All the major consumer camera manufacturers will be at CES, but many will simply be showing off existing products. Canon, for example, is not expected to bring anything new to the table, having just completed a busy 2012 in which it released not only high-profile DLSRs such as the 5D Mark III, 6D and 1DX, but also the compact EOS M series. (Well-heeled nature and sports photographers might be intrigued by the potential appearance of the long-awaited 200-400mm f/4L IS USM Extender 1.4x, an undoubtedly awesome lens with a sure-to-be terrifying price.)

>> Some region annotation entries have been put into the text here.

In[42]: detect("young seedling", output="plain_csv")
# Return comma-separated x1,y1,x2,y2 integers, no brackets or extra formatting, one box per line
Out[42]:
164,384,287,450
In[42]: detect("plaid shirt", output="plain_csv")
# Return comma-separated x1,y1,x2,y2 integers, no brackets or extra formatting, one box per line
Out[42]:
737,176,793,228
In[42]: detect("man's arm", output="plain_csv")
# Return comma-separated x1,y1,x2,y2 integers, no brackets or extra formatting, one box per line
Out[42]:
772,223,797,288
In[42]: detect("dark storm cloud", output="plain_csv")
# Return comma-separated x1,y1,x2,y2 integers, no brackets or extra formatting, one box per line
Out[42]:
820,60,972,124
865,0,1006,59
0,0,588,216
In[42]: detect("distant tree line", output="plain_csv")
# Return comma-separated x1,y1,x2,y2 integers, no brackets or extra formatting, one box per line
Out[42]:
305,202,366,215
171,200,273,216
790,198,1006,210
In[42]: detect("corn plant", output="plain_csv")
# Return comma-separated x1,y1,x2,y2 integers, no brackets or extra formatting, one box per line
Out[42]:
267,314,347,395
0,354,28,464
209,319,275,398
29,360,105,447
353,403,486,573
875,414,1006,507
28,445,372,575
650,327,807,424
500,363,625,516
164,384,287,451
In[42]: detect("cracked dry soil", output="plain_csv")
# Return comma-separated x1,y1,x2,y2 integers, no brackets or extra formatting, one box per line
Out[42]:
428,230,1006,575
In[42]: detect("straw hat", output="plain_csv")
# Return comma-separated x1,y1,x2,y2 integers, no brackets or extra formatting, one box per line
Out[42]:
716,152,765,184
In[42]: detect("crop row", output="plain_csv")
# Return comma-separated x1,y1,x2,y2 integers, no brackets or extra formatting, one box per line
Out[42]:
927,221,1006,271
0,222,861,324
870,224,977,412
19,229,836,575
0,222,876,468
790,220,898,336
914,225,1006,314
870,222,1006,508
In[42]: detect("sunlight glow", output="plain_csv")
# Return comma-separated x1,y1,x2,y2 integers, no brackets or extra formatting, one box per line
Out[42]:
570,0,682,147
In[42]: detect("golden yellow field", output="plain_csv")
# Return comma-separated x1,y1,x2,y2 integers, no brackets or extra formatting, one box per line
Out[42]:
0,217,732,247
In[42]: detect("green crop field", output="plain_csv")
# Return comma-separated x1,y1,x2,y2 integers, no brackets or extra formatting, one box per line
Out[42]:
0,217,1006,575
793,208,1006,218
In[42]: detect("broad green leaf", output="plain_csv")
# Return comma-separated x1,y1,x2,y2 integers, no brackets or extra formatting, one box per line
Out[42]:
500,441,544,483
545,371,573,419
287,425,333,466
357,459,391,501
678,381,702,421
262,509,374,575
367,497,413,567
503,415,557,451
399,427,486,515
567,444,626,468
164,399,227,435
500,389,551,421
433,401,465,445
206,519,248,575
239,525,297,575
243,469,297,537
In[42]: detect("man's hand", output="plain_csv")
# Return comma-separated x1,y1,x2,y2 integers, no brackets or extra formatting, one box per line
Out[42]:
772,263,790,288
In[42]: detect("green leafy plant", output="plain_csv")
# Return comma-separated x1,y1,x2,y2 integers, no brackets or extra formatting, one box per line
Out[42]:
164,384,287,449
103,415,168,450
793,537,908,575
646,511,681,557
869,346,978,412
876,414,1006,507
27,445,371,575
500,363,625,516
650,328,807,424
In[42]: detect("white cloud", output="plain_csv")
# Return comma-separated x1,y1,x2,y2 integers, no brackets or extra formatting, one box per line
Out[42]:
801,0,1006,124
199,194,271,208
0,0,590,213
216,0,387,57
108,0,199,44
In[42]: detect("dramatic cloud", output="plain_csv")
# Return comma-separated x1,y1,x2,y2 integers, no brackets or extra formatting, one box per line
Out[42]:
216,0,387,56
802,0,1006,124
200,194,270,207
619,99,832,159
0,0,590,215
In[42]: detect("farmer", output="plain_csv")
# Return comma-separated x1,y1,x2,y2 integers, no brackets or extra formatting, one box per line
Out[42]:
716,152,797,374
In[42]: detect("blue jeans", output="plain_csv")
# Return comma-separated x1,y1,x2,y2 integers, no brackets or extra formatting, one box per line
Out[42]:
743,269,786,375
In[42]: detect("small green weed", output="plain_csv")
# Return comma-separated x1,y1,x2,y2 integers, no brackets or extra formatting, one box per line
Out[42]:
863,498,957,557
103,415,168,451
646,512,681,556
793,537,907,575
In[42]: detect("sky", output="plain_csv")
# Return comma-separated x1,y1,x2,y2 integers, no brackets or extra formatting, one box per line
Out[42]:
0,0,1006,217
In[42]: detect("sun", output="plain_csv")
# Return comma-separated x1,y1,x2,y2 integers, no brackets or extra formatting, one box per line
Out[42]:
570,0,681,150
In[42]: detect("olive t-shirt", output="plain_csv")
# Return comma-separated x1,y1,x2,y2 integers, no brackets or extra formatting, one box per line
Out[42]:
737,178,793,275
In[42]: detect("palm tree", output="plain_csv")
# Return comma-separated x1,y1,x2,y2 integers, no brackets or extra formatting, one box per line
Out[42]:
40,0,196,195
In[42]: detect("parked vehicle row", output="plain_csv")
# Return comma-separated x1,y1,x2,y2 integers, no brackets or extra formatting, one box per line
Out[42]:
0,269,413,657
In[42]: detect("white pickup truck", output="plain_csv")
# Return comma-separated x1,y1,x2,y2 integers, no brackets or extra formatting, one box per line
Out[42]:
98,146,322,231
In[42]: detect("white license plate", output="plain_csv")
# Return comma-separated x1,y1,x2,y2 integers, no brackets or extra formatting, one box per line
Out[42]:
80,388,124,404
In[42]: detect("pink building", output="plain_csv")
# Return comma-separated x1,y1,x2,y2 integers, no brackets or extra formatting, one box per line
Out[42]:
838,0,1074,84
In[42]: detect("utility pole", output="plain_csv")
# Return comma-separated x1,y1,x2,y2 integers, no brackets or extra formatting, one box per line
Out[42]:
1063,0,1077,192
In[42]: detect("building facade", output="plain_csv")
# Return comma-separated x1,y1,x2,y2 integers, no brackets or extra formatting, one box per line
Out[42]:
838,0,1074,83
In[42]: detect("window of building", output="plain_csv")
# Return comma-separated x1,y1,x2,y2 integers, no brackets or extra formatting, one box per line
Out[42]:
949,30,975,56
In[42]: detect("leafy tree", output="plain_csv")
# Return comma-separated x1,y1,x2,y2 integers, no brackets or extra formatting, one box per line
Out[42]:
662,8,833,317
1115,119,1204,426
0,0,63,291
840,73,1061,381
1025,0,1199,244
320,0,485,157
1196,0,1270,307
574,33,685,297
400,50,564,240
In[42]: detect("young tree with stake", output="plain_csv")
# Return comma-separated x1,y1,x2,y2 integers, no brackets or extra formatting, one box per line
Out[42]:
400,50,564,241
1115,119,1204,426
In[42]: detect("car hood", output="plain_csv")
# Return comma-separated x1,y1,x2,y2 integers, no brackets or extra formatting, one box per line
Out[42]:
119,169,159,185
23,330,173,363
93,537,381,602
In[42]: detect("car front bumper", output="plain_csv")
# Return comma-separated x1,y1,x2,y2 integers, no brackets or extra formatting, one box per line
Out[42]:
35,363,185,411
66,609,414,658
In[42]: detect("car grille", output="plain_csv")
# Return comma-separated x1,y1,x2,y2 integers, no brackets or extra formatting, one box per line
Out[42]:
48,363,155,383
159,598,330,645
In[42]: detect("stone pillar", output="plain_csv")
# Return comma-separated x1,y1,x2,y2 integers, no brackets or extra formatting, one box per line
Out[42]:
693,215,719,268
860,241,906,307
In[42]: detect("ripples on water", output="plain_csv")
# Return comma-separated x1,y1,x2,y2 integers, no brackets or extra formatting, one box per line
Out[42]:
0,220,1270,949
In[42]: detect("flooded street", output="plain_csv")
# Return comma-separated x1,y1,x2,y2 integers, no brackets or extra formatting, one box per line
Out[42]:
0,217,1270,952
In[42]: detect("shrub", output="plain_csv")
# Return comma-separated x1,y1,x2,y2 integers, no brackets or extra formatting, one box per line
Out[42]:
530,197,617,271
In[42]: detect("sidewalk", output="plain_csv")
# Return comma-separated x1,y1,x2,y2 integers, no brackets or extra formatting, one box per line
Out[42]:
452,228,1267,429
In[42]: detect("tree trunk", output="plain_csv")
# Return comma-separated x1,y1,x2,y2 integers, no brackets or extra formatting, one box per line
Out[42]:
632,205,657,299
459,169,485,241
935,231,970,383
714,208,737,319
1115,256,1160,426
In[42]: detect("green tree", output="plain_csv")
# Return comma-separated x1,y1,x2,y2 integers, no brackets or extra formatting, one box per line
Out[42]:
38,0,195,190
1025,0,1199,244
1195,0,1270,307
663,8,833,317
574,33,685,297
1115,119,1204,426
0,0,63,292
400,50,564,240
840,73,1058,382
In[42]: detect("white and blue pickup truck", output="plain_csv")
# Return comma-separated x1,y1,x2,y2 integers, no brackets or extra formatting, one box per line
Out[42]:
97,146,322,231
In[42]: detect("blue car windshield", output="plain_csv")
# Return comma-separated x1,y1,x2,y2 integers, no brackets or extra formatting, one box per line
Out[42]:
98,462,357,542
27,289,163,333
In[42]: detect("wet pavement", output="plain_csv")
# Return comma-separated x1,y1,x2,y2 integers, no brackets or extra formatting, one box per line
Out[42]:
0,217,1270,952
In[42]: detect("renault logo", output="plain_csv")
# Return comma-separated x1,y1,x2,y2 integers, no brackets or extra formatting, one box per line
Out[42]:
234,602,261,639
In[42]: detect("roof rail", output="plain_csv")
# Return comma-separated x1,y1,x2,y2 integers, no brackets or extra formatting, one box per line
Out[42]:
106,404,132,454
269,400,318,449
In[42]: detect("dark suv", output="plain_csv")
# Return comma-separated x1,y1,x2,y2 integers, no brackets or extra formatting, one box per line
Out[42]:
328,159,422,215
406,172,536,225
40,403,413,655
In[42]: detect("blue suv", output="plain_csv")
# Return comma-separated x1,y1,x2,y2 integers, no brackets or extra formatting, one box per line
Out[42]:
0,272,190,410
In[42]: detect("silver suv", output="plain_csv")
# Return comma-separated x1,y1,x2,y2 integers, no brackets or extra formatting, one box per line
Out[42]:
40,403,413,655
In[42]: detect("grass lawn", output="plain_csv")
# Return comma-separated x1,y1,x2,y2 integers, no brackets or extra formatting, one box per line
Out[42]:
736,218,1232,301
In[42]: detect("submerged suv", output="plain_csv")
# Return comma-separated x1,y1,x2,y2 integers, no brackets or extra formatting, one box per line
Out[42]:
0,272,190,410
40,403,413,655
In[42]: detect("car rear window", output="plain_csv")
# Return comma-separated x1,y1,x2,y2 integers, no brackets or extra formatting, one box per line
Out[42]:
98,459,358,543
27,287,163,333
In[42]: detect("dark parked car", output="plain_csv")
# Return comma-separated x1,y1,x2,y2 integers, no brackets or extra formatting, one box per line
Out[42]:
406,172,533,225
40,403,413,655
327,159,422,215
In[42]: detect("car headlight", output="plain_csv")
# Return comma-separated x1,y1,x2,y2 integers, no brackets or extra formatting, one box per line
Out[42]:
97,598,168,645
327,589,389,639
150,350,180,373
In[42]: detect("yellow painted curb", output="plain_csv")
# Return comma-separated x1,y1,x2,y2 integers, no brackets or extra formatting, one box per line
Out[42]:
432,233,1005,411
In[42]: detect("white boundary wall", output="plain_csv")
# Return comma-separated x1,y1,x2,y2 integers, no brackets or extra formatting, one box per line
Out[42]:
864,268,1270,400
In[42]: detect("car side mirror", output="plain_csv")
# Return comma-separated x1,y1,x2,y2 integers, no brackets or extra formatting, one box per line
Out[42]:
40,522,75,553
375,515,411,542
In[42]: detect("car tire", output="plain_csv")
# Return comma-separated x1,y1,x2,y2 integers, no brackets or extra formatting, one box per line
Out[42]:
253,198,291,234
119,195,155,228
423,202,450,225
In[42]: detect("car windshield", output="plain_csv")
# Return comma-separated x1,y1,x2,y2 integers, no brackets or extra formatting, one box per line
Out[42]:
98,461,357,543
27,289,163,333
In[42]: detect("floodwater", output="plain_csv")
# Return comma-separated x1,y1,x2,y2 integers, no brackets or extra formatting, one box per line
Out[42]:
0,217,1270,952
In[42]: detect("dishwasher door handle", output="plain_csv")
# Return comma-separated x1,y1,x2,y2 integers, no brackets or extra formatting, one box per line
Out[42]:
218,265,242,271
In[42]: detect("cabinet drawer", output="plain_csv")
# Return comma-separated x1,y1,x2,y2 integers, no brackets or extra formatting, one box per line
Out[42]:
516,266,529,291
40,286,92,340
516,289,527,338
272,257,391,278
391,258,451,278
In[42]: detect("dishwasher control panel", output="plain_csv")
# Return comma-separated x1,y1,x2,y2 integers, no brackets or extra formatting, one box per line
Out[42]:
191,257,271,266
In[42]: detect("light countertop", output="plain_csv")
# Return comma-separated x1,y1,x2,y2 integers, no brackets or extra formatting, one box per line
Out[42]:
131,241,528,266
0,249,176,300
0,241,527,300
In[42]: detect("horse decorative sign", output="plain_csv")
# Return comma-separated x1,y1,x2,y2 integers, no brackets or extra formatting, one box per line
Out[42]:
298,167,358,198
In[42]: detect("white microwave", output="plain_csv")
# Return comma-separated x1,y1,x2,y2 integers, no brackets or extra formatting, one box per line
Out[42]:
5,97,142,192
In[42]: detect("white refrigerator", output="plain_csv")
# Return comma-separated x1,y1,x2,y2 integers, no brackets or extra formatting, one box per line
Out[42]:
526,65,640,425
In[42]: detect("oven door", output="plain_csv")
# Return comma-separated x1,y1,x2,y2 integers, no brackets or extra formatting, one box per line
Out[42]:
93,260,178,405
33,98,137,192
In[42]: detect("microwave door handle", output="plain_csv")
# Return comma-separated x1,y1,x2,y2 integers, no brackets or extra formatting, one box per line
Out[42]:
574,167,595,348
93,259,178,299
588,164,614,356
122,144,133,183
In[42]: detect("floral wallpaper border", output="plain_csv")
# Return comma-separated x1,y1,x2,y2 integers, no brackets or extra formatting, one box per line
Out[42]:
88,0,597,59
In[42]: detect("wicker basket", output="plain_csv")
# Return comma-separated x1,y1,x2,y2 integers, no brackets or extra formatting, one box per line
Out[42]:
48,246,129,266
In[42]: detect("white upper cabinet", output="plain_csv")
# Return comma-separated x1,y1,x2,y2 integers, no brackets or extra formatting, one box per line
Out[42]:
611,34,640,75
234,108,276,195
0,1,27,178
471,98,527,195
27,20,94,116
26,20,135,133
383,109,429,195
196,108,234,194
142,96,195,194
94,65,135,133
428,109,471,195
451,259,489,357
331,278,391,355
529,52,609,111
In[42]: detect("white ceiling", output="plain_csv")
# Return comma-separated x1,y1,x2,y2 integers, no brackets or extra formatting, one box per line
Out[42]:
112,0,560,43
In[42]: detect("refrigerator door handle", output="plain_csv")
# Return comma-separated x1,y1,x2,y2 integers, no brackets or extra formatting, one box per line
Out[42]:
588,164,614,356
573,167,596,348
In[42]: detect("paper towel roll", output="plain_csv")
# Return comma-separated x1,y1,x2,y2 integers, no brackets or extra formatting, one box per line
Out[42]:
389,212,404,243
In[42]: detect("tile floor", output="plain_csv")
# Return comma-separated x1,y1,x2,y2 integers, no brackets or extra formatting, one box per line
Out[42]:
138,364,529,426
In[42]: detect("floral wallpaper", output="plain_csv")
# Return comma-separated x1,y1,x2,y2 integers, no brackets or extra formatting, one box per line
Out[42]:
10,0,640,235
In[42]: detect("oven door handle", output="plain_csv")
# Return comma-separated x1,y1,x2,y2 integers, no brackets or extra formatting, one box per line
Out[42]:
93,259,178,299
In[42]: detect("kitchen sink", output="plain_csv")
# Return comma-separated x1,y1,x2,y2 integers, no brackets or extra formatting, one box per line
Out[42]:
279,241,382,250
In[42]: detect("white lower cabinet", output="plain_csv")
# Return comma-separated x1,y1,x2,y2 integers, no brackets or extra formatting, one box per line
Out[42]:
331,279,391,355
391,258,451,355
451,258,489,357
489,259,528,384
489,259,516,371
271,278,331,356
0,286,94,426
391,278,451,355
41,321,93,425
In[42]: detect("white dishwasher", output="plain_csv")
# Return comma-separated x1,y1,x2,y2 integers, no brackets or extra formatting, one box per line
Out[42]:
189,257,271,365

Samsung is one of the few who will definitely be touting new photography equipment -- namely the NX300, the just-announced flagship of the company's line of mirrorless cameras. Equipped with a big 20.3 MP APS-C sensor, the device should boast the image quality of a traditional DSLR while, thanks to a design that eschews an optical viewfinder and its requisite mirror, maintaining a small form factor. With an ISO range that extends to 25600, the camera should be able to handle dim conditions that stymy smartphones and compacts, and its ability to connect to an iOS or Android app over Wi-Fi should make sharing photos easy. A 3.3-inch AMOLED screen, meanwhile, means that pictures viewed on the camera itself should be vibrant and crisp.
Samsung has struggled to gain traction in the mirrorless market, which is filled with mature offerings from Panasonic and Olympus, as well as newer offerings from Nikon and Canon. The NX300's ability to use an optional 45-mm lens to shoot photos and 1080p video in both 2-D and 3-D is a potential differentiator -- but it will be up to CES attendees to dictate whether the new model is worthy of showroom buzz.